Comments I got were that this set-up is terrible and is focused on battle groups but is over-generalized at the expense of effectiveness. If they actually need to fight a brigade, they have to build it from all three, which means in the Aussie structure the Brigade is essentially a force generator only. At least a CMBG is, nominally, organized on paper to fight as a whole (we'll ignore the awkward homeless light infantry battalion).

Apparently, my colleagues were saying there was a degree of dissatisfaction with their new set-up and there are already calls to revert back to the old asymmetric brigade principle as it provided the units with more focus. Grass is always greener on the other side of the fence I guess?
Was that in reference to the Bde structure or the Infantry manning their own vehicles? How do they feel this will change when the new IFVs come online? An order of 400 plus will surely equip all 6 infantry Bns?

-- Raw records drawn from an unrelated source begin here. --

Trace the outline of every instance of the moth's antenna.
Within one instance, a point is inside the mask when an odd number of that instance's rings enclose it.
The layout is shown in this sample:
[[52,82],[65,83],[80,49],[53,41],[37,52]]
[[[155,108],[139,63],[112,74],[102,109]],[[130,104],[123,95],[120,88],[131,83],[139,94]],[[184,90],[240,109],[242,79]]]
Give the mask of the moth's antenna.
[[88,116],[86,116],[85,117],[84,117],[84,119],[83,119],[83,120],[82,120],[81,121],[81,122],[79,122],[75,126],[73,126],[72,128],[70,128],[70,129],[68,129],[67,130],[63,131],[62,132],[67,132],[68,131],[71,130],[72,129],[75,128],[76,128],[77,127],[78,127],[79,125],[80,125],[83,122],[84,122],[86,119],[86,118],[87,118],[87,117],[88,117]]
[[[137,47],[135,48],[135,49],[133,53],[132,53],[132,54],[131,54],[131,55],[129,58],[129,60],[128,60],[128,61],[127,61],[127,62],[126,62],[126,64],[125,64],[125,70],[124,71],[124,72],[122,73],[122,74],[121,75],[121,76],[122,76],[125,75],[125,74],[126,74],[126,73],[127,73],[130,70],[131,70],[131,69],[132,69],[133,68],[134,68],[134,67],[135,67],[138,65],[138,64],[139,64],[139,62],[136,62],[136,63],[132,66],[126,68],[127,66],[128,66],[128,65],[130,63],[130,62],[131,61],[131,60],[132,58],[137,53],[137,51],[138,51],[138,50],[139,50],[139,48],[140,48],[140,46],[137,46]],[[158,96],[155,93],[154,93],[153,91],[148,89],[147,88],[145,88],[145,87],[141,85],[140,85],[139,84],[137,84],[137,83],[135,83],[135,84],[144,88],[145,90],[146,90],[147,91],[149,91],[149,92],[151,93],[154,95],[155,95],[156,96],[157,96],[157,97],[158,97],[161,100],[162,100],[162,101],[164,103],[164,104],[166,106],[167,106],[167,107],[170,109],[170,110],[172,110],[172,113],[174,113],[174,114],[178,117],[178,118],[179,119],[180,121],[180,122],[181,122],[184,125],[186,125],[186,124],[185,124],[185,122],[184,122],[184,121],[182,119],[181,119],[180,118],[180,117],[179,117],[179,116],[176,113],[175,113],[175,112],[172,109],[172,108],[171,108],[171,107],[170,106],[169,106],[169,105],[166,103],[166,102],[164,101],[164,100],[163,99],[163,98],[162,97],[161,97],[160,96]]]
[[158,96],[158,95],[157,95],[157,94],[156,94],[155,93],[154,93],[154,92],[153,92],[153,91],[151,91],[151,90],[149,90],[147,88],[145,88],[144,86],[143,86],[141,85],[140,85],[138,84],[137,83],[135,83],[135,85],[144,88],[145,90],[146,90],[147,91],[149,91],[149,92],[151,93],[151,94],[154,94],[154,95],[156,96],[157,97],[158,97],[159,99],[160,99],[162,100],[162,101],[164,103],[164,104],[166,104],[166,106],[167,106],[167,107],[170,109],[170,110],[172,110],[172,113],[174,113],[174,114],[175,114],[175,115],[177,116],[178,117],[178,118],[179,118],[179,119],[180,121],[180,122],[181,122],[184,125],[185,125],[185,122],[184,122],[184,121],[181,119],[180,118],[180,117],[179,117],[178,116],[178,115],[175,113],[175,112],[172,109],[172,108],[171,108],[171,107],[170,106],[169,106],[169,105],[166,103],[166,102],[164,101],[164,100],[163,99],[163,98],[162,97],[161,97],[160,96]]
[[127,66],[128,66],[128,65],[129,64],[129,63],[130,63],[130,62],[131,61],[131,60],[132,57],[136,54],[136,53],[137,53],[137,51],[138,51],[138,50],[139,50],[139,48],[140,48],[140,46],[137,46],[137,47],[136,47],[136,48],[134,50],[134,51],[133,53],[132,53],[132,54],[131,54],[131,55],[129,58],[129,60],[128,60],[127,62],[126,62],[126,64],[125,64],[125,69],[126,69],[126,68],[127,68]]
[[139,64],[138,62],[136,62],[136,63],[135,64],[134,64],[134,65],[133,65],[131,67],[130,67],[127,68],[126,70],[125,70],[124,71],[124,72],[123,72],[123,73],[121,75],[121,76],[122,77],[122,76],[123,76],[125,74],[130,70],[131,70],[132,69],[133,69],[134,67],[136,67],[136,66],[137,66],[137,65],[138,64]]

My belief is that if you have three of something, you have this covered. Say the CAF becomes fixed for an enduring mission that requires force X. Your asymmetric army only has 3 of X, and 9 of Y and Z. With a 6-month rotation, you have 1.5 years to adapt. With an 8-month rotation, you have 2 years.

Armies are more than capable of rerolling units for specific missions within that time. For example, the British Army set up a jungle warfare school in Malaya in the 1950s. Conscript battalions organized to fight the Soviets in Germany would rotate in and through the school (I can't recall if it was a 6 or a 12 week program) at the school - first half individual skills, second half collective training. If the flavour of the day demands force type X for a mission, then temporarily reroll force type Y for that mission. Once a force returns from its mission, it returns to its primary role/ mission.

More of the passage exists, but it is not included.